“The Commerce Commission’s draft report into building supplies proves that overregulation is the problem, ACT has the solutions to fix this,” says ACT’s Deputy Leader and Housing spokesperson Brooke van Velden.
“The report states that the building regulatory system “has a number of features that prevent competition from working well” and that flexibility for using new products is “too slow, costly and uncertain to get them accepted for general use.”
“When Megan Woods was mucking around assembling her ‘plasterboard taskforce’, ACT proposed a practical solution that cuts through to the central problem by establishing a Materials Equivalence Register to automatically allow building materials approved by jurisdictions with high-quality regulators and similar seismic situations.

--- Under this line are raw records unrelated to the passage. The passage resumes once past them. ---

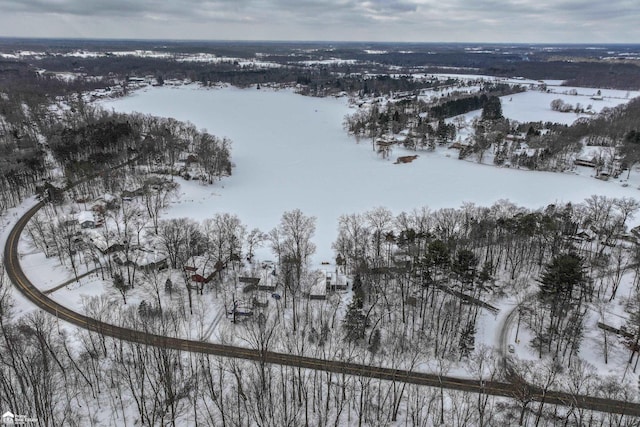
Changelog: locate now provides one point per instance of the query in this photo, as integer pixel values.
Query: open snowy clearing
(292, 152)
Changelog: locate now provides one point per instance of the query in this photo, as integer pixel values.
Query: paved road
(496, 388)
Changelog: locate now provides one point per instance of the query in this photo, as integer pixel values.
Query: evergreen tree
(355, 321)
(492, 109)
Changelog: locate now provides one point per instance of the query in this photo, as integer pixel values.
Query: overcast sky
(546, 21)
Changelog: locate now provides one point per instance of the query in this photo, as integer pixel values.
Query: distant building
(86, 219)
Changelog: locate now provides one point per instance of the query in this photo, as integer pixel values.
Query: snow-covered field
(292, 152)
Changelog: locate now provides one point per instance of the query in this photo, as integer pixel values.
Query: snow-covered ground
(292, 152)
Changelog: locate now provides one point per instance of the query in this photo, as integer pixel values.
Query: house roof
(85, 216)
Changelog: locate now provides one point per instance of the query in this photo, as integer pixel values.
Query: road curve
(496, 388)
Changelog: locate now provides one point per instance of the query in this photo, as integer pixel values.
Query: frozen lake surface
(292, 152)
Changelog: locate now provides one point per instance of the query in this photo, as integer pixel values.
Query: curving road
(519, 391)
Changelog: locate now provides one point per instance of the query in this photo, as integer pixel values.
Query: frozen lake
(291, 152)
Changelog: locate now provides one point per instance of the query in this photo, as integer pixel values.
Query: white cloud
(560, 21)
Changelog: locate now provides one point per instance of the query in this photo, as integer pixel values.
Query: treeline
(465, 104)
(78, 378)
(421, 280)
(434, 271)
(556, 146)
(91, 137)
(84, 140)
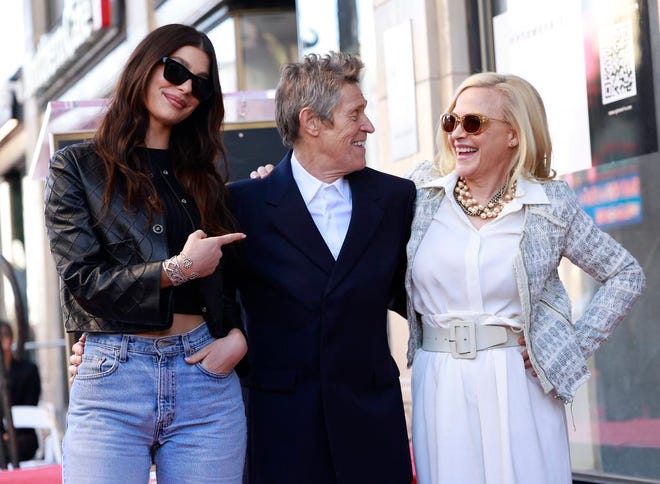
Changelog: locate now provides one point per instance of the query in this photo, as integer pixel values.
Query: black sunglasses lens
(471, 123)
(202, 88)
(448, 122)
(175, 73)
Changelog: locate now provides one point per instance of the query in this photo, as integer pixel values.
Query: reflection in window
(268, 40)
(252, 47)
(223, 38)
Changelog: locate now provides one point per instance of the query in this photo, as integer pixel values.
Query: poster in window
(619, 71)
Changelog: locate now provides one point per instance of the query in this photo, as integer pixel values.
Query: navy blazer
(324, 402)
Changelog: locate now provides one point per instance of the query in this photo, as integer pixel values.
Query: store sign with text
(81, 21)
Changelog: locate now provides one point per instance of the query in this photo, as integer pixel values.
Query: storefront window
(252, 47)
(224, 41)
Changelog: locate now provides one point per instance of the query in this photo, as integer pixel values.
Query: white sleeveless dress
(485, 420)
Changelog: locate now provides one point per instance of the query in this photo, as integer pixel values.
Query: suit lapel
(292, 219)
(366, 216)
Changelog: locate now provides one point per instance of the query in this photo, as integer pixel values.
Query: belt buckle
(468, 336)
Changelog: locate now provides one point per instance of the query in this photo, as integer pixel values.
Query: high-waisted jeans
(136, 401)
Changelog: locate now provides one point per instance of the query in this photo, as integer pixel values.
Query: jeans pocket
(216, 376)
(98, 361)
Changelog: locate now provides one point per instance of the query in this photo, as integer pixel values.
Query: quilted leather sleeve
(109, 266)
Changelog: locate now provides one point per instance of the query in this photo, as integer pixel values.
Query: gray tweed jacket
(558, 348)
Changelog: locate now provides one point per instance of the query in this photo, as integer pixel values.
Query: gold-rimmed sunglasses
(472, 123)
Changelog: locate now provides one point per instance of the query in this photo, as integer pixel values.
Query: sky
(12, 39)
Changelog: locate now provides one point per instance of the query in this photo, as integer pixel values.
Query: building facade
(596, 65)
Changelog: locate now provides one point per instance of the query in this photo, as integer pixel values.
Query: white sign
(543, 43)
(57, 48)
(400, 82)
(318, 27)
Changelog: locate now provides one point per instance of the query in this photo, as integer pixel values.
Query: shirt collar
(310, 185)
(527, 191)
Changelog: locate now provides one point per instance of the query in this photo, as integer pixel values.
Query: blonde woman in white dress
(496, 355)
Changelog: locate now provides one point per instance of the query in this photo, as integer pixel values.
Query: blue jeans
(136, 401)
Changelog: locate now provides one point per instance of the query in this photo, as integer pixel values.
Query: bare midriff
(182, 323)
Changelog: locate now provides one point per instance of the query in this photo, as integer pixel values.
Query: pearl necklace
(472, 208)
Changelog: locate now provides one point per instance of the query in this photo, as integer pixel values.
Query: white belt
(464, 338)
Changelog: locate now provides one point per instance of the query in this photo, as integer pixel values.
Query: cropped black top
(181, 219)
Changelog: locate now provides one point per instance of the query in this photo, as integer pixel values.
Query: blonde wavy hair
(523, 109)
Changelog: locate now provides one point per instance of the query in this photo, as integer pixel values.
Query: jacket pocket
(123, 252)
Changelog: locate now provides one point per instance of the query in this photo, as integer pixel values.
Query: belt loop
(187, 348)
(123, 351)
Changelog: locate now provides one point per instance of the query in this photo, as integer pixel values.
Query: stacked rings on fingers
(174, 272)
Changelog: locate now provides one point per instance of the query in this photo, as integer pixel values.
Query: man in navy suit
(323, 260)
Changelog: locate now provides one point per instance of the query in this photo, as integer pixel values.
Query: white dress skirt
(485, 420)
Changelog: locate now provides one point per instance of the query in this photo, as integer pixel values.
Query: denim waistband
(186, 343)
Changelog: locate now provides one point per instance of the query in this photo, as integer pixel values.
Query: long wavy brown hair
(197, 151)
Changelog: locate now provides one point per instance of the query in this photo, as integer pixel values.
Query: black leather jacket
(110, 268)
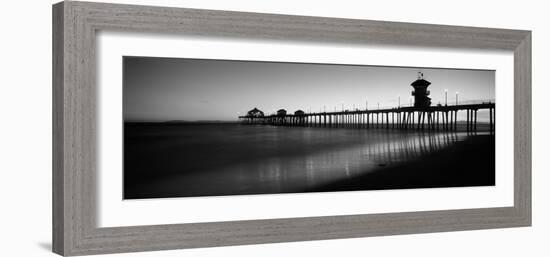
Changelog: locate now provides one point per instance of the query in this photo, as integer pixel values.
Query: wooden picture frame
(74, 127)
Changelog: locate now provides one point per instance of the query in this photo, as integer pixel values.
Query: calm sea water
(178, 160)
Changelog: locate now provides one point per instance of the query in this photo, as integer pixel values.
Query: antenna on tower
(420, 75)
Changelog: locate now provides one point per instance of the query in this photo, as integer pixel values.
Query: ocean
(218, 159)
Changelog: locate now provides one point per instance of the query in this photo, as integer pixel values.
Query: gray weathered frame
(74, 110)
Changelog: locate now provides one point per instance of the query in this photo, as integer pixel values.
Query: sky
(164, 89)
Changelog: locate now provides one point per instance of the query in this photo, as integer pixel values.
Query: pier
(421, 115)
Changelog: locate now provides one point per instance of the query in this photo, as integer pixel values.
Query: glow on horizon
(162, 89)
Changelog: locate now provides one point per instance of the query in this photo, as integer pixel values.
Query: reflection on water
(319, 157)
(310, 171)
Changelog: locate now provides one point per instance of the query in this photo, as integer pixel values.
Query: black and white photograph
(208, 127)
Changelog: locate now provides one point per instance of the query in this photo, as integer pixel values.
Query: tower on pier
(421, 91)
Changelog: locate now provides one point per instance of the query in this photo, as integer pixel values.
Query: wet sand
(184, 160)
(438, 169)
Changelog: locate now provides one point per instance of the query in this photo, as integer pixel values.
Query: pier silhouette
(421, 115)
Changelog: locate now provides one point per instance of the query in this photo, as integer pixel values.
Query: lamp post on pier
(398, 101)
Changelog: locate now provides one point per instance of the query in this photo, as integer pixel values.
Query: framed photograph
(183, 128)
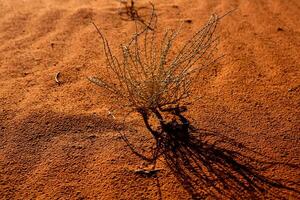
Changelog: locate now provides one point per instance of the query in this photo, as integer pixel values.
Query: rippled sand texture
(57, 142)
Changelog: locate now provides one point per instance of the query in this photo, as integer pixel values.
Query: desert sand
(57, 141)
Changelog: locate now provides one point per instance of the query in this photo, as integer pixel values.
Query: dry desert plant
(154, 80)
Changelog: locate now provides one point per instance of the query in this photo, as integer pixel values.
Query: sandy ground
(57, 142)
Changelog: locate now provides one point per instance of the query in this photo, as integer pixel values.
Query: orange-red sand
(57, 142)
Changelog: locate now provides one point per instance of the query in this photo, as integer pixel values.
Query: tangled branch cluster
(151, 81)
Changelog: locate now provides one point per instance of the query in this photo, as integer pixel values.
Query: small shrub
(152, 82)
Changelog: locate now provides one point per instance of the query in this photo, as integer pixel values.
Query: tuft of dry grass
(150, 78)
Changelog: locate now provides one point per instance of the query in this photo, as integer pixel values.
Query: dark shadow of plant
(210, 169)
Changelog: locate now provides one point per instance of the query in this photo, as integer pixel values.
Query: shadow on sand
(209, 169)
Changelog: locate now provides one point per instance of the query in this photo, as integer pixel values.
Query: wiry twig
(149, 80)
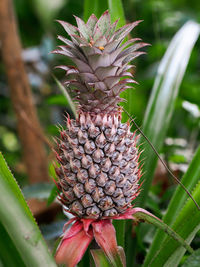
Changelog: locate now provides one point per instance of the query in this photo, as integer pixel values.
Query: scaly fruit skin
(99, 169)
(98, 172)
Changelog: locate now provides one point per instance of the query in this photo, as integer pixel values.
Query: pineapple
(99, 170)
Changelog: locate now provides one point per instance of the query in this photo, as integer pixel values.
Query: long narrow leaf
(9, 256)
(161, 105)
(19, 223)
(190, 179)
(186, 225)
(117, 12)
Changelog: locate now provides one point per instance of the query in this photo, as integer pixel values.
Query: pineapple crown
(101, 59)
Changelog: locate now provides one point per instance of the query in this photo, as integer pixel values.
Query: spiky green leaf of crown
(101, 59)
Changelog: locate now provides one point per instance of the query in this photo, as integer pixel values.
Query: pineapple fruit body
(99, 170)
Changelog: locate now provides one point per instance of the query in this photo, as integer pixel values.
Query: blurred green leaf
(193, 260)
(39, 190)
(187, 224)
(102, 261)
(18, 221)
(161, 104)
(190, 179)
(47, 10)
(96, 7)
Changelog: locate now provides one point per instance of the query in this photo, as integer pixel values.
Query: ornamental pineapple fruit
(99, 169)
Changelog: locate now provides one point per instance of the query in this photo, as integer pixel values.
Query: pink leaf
(73, 245)
(105, 236)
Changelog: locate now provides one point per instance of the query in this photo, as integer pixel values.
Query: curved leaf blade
(161, 104)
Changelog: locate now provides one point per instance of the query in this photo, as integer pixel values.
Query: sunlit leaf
(22, 228)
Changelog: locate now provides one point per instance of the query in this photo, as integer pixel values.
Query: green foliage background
(38, 29)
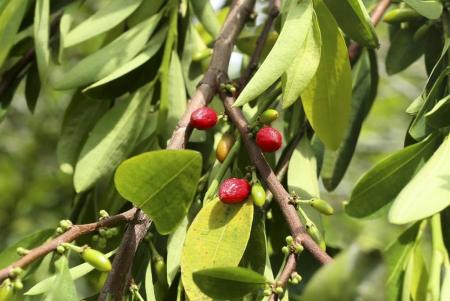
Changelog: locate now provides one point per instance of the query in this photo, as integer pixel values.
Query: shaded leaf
(228, 282)
(112, 139)
(376, 189)
(428, 192)
(354, 20)
(103, 20)
(162, 184)
(217, 237)
(292, 37)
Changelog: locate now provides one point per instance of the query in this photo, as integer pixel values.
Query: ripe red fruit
(268, 139)
(203, 118)
(234, 190)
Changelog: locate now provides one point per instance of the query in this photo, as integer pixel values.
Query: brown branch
(354, 50)
(70, 235)
(208, 87)
(288, 269)
(267, 174)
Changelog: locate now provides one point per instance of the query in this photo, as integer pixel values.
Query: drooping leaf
(403, 51)
(79, 119)
(174, 249)
(217, 237)
(428, 192)
(205, 14)
(438, 117)
(365, 83)
(104, 61)
(9, 255)
(327, 98)
(75, 273)
(228, 282)
(428, 8)
(63, 285)
(41, 36)
(103, 20)
(354, 20)
(10, 18)
(376, 189)
(162, 184)
(112, 139)
(304, 66)
(286, 48)
(346, 277)
(105, 87)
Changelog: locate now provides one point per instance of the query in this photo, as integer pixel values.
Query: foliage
(108, 82)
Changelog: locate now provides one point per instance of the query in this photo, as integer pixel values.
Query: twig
(208, 87)
(279, 192)
(354, 50)
(70, 235)
(288, 269)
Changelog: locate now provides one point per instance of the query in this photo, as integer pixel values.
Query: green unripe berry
(97, 259)
(322, 206)
(268, 116)
(258, 195)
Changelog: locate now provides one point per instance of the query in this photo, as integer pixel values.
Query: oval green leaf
(327, 98)
(428, 192)
(111, 140)
(162, 184)
(354, 20)
(286, 48)
(376, 189)
(217, 237)
(103, 20)
(225, 283)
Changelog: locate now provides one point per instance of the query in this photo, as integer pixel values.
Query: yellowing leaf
(217, 237)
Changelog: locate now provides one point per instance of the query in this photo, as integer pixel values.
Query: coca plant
(172, 204)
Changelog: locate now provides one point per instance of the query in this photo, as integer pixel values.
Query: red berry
(203, 118)
(268, 139)
(234, 190)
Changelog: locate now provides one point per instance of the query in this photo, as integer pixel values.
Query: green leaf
(428, 8)
(75, 273)
(403, 51)
(9, 255)
(41, 36)
(286, 48)
(355, 274)
(428, 192)
(217, 237)
(162, 184)
(438, 117)
(376, 189)
(79, 119)
(112, 139)
(327, 98)
(10, 18)
(103, 20)
(105, 88)
(174, 249)
(63, 285)
(104, 61)
(365, 83)
(228, 282)
(354, 20)
(206, 15)
(304, 66)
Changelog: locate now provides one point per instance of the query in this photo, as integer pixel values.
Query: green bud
(400, 15)
(97, 259)
(268, 116)
(258, 195)
(322, 206)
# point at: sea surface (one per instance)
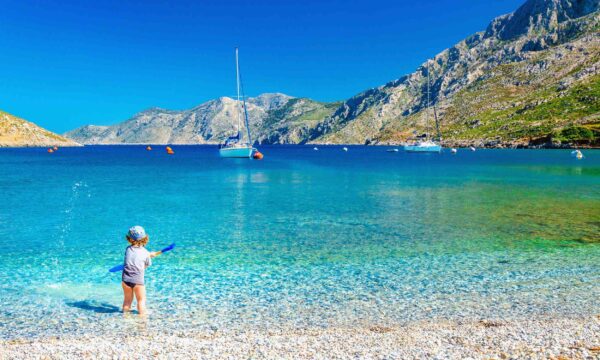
(303, 238)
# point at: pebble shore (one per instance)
(486, 339)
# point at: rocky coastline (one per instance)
(531, 338)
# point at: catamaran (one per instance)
(428, 144)
(236, 146)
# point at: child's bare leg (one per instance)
(127, 297)
(140, 296)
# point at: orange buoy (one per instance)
(257, 155)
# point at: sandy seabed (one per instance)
(549, 338)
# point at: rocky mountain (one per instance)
(16, 132)
(212, 122)
(532, 77)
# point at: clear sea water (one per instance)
(302, 238)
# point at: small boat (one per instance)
(577, 153)
(428, 144)
(235, 146)
(423, 146)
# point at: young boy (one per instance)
(137, 259)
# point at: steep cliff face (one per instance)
(16, 132)
(544, 51)
(210, 122)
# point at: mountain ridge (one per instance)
(17, 132)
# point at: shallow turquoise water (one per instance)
(302, 238)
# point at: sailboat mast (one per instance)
(428, 102)
(237, 78)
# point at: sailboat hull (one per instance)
(422, 148)
(236, 152)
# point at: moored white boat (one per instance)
(235, 146)
(423, 146)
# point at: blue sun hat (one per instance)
(136, 233)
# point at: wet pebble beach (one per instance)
(549, 338)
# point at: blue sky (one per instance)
(68, 63)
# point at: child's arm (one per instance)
(156, 253)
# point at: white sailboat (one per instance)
(428, 144)
(236, 146)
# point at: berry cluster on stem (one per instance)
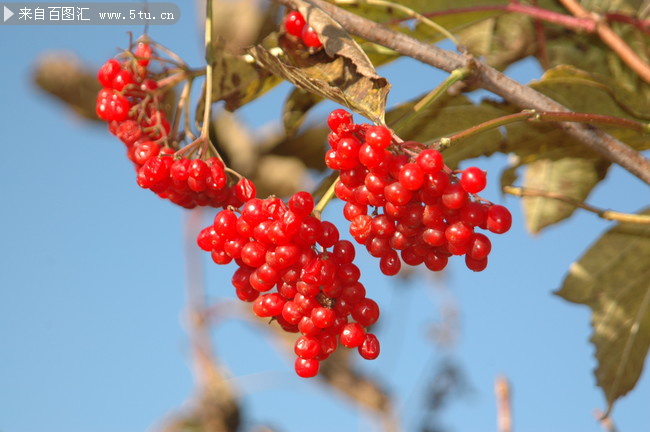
(295, 270)
(131, 102)
(404, 204)
(296, 25)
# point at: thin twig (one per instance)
(534, 116)
(504, 410)
(613, 40)
(605, 214)
(213, 387)
(408, 11)
(490, 79)
(605, 421)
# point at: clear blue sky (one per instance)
(92, 285)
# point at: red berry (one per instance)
(366, 312)
(322, 317)
(369, 348)
(473, 180)
(310, 37)
(352, 335)
(143, 53)
(411, 176)
(306, 368)
(378, 137)
(499, 219)
(107, 72)
(307, 347)
(430, 161)
(294, 23)
(339, 118)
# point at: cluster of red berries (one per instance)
(297, 272)
(130, 102)
(296, 25)
(421, 209)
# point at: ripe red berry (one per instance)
(294, 23)
(323, 317)
(310, 37)
(366, 312)
(499, 219)
(352, 335)
(473, 180)
(369, 348)
(143, 54)
(307, 347)
(306, 368)
(339, 118)
(430, 161)
(378, 137)
(107, 72)
(411, 176)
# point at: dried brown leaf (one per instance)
(63, 76)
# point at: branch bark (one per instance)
(489, 79)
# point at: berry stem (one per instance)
(487, 78)
(326, 198)
(209, 59)
(605, 214)
(404, 121)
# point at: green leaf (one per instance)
(613, 279)
(570, 177)
(581, 92)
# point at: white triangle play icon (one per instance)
(8, 13)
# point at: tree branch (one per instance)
(605, 214)
(488, 78)
(613, 40)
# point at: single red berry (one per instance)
(122, 79)
(411, 176)
(454, 196)
(323, 317)
(301, 203)
(378, 137)
(475, 265)
(369, 348)
(473, 180)
(479, 246)
(294, 23)
(107, 72)
(143, 53)
(352, 335)
(499, 219)
(430, 161)
(344, 252)
(307, 347)
(366, 312)
(458, 233)
(306, 368)
(310, 37)
(338, 118)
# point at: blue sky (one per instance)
(92, 284)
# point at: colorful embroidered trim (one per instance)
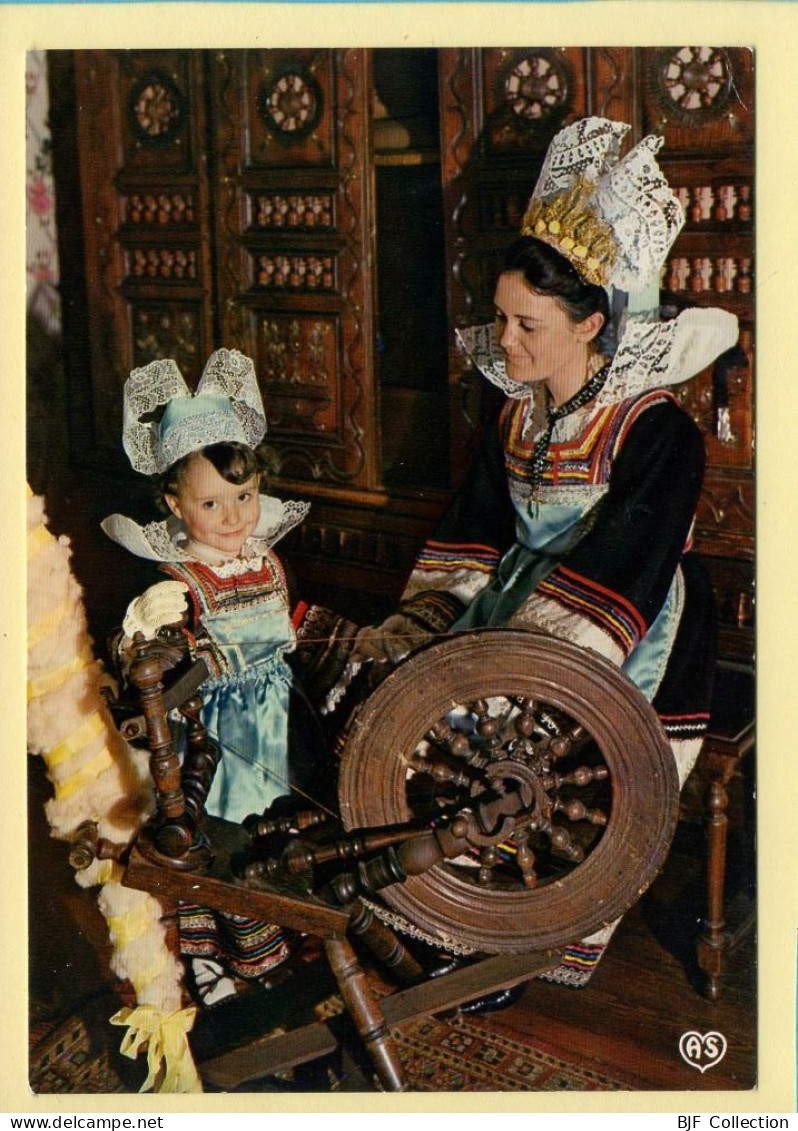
(584, 459)
(211, 593)
(606, 609)
(453, 555)
(248, 946)
(685, 725)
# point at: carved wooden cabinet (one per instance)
(335, 213)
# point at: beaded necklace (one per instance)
(590, 388)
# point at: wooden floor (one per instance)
(625, 1024)
(627, 1021)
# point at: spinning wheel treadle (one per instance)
(554, 759)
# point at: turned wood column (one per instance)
(365, 1011)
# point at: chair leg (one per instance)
(711, 941)
(366, 1013)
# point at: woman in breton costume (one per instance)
(577, 517)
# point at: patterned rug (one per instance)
(79, 1055)
(460, 1055)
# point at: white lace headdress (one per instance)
(226, 406)
(614, 219)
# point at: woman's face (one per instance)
(216, 514)
(537, 337)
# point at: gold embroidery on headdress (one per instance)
(570, 225)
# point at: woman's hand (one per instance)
(159, 605)
(382, 647)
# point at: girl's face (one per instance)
(537, 337)
(216, 514)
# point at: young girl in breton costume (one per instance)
(217, 547)
(577, 517)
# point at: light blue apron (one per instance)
(246, 709)
(546, 533)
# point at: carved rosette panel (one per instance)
(162, 209)
(157, 100)
(293, 235)
(156, 108)
(288, 108)
(167, 330)
(694, 84)
(141, 123)
(699, 96)
(291, 103)
(536, 87)
(529, 93)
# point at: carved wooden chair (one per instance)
(500, 792)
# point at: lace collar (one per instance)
(165, 541)
(649, 355)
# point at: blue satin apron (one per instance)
(246, 709)
(546, 533)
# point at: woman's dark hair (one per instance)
(549, 273)
(234, 462)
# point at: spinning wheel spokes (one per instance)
(551, 760)
(497, 758)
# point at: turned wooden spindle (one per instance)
(384, 944)
(411, 857)
(366, 1013)
(201, 759)
(170, 836)
(87, 846)
(712, 939)
(525, 858)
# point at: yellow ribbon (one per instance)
(84, 775)
(45, 624)
(165, 1036)
(74, 743)
(131, 925)
(109, 872)
(54, 679)
(38, 538)
(144, 975)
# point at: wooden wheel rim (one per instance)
(478, 665)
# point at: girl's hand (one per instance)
(382, 647)
(159, 605)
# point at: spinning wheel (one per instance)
(501, 792)
(549, 763)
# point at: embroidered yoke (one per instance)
(595, 554)
(243, 630)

“The fact is building houses has slowed down as the industry has been suffocated under layer upon layer of government regulation and intervention. ACT has listened and is proposing real change that will give industry more choice and make building houses easier.
"ACT also identified these problems with its housing policy five years ago, that would get councils out of the building inspection game, instead requiring mandatory insurance on new builds.
“Creating a marketplace for insurance would mean insurers could compete by allowing more innovative solutions, if they're prepared to take the risk.
“There are clear barriers to building homes that have gotten us to this point. ACT is proposing genuine solutions that will make a tangible difference and lead to more houses being built at lower prices.
“ACT also announced a suite of new housing policies in our recent Cost of Living document.
- Incentivise and resource councils to provide infrastructure for new homes by sharing half of the GST with them
- Scrap the Resource Management Act, replacing it with a new Urban Development Act that respects existing property rights while making it easier to increase housing supply
- Automatically allow building materials approved by jurisdictions with high-quality regulators and similar seismic situations to ours (e.g., Japan and California) to be used in New Zealand
- Require councils to accept any ‘equivalent material’ certified by MBIE for use in building projects
“In the case of GST sharing, I already have a bill in the member’s ballot that’s ready to go. The Government could use it to create real change in housing immediately if they had the political fortitude.
“We know that good substitutes for name-brand plasterboard and other scarce building products exist. Our policy would require councils to accept them and let builders and architects get on with building houses.
“ACT believes in better, longer-lasting solutions. We need real change to ensure young Kiwis can achieve the dream of home ownership.”